Use of Piloted Simulation for Evaluation of Abrupt-Wing-Stall Characteristics

A piloted simulation architecture is presented for evaluating uncommanded wing drop due to asymmetric abrupt wing stall for a given aircraft configuration. The architecture incorporates a newly proposed aerodynamic modeling technique that characterizes the wing drop motion as being triggered by aerodynamic stall, modeled by a nonzero basic rolling moment coefficient, and sustained by reduced or propelling roll, modeled via the roll damping derivative. The determination of such derivatives/coefficients from either analytical or experimental methods is not addressed, and the successful identification of such terms, on which any piloted simulation evaluation hinges, remains a topic of research.

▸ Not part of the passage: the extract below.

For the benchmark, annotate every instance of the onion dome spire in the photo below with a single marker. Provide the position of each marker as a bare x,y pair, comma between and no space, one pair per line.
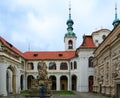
116,20
70,23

Models with varying nonzero basic rolling moment coefficients and varying roll damping were inserted into the aerodynamic model and then evaluated by a pilot familiar with wing drop. The pilot assessed the varying models, assigning handling qualities ratings to predeveloped tasks aimed at diagnosing the severity (or absence) of any wing stall characteristics. Tasks included wind-up turns and a closed-loop tracking task in which the pilot tracked a target while flying a drop-prone simulation. The pilot was able to distinguish between satisfactory and unsatisfactory aerodynamic configurations. Pilot ratings and comments, as determined by the lateral aerodynamic model, were generally consistent with the expected handling qualities from flight test.